ALIGHIERO BOETTI, MAPPA,1093. PHOTO BY ANTON BELLORINI
The longtime ambassador for the silent women of the Middle East is Iranian artist Shirin Neshat, a staple of art fairs and an important interpreter of the mystical silences that are frequently attributed to veiled women worldwide. Neshat’s Faezah (2008), a still from the artist’s film Men Without Women, was shown at Jérôme de Noirmont of Paris. The piece comprises a photograph of a young girl, her face covered in Arabic script, illegible to a primarily Western audience.
Works by European and American artists were re-contextualized by the cultural climate. “When Heaven and Hell Change Places” (1992), a series of photographs by Robert Longo shown at the Hans Mayer Gallery, Düsseldorf, and which inspect the stereotypical, discriminating portrayal of Middle Eastern men as thugs. Longo’s black and white portraits of North African men with faces covered by balaclavas were installed in a grid on two facing walls on the booth. Through these mug shot-style portraits, Longo suggests an numb familiarity with the menacing format of. The work operates in a similar manner as Walid Raad’s My Neck Is Thinner Than a Hair (2001), organized in a same pattern to feature images of car accidents. Longo’s use of the covered, presumed-as-rebel male, also contrasts with the veiled, presumed-as-docile women’s faces. The work suggests that both genders of France’s Arabic population are de-differentiated by their high level of signification in the media.

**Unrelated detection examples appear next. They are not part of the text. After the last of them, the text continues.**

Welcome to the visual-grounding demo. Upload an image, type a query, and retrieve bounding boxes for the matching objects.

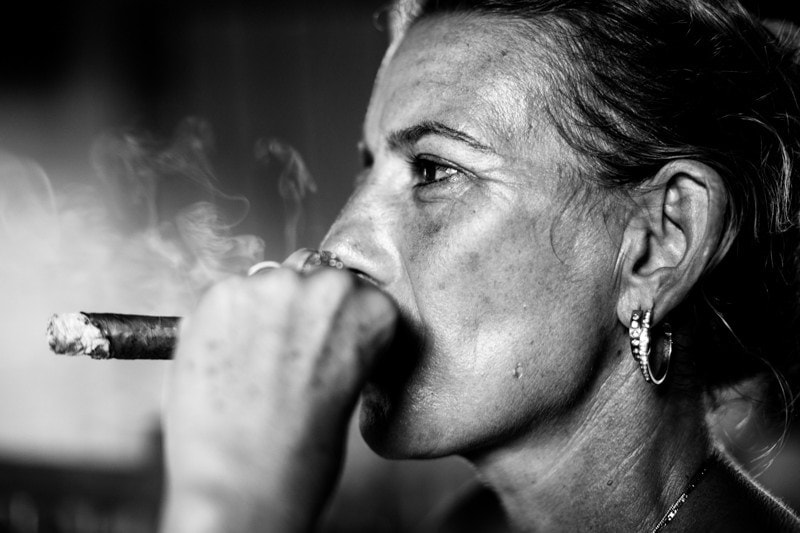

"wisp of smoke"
[0,119,306,462]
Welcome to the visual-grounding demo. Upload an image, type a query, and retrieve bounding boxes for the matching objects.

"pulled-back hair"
[395,0,800,404]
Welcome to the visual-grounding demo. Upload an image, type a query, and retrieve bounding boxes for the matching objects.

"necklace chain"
[653,458,711,533]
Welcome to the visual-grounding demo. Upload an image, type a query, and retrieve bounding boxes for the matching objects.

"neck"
[469,361,710,531]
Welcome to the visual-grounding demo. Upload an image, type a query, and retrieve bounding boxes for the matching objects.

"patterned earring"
[628,309,672,385]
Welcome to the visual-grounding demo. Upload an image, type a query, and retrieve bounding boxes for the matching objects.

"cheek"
[406,195,620,410]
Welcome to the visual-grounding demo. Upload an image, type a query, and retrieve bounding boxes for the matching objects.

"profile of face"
[323,15,625,457]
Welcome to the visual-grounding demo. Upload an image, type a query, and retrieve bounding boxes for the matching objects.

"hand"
[162,268,397,533]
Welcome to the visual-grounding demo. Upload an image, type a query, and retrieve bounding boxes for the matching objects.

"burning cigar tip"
[47,313,180,359]
[47,313,110,359]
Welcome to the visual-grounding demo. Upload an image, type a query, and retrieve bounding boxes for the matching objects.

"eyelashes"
[409,156,464,187]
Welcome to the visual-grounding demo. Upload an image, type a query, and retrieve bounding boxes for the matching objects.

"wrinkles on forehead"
[367,14,551,158]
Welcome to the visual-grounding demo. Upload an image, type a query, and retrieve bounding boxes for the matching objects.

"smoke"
[256,139,317,254]
[0,119,313,462]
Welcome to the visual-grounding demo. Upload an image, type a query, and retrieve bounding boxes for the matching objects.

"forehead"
[366,14,546,145]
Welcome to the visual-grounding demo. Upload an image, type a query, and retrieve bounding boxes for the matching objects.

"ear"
[616,159,727,327]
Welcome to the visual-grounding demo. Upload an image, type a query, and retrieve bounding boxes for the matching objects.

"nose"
[322,178,402,287]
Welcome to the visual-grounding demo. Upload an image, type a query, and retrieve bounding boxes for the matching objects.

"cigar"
[47,313,180,359]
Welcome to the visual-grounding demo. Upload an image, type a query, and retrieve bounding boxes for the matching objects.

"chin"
[359,384,453,459]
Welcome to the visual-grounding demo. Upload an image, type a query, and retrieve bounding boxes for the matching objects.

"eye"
[358,141,375,168]
[412,157,463,187]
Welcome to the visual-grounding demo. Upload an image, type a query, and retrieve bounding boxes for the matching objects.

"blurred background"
[0,0,800,532]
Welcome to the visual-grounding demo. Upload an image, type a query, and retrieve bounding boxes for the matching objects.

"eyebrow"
[388,121,494,153]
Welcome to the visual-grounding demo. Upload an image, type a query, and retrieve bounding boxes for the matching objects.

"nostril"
[345,265,380,287]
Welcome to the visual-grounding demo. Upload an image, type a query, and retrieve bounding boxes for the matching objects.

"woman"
[163,0,800,533]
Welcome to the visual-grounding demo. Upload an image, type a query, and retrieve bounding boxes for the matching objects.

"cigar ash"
[47,313,110,359]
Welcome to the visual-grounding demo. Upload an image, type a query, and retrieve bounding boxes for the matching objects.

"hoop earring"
[628,309,672,385]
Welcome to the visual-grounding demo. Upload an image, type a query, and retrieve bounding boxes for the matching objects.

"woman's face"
[323,16,622,457]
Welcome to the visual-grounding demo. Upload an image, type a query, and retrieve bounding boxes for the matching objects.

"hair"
[393,0,800,412]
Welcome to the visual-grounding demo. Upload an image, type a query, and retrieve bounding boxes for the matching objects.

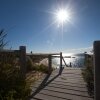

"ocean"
[52,53,85,68]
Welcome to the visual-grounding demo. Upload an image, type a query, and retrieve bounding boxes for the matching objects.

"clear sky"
[0,0,100,52]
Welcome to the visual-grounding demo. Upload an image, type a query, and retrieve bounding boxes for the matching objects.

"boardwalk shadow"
[29,67,64,100]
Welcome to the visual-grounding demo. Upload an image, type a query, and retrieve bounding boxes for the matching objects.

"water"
[52,53,85,68]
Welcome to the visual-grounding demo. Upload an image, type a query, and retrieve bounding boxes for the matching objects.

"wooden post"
[94,41,100,100]
[19,46,26,77]
[59,52,62,75]
[48,55,52,74]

French Artist Marc Turlan showed Exo-Star (2010) at the Anne de Villepoix Gallery of Paris, combining two portraits of girls and a boy whose face has been painted, shading the area that a veil would cover. Pasting a star on top of the face paint, reminiscent of the Flag of Islam. Turlan frequently works in fashion and media related projects-collages that distort advertisements to exaggerate and critique patterns of consumption.
In a hopeful gesture, three galleries showed works from Alighiero Boetti’s “Mappa” (1983) series (Tornobuoni Arte of Florence; Christian Stein, Milan; Sprüth Magers, Berlin). The famous embroided maps depict the world split up and quilted together into national and religious symbols, interrogating the notion of constructed identity. Through a contrast of arts and craft and international, potent signs, the artist suggests the slow crafting of contemporary identities, and the complexities of a multi-racial Europe. This ubiquitousness, in light of current events, brings a new dimension to the works.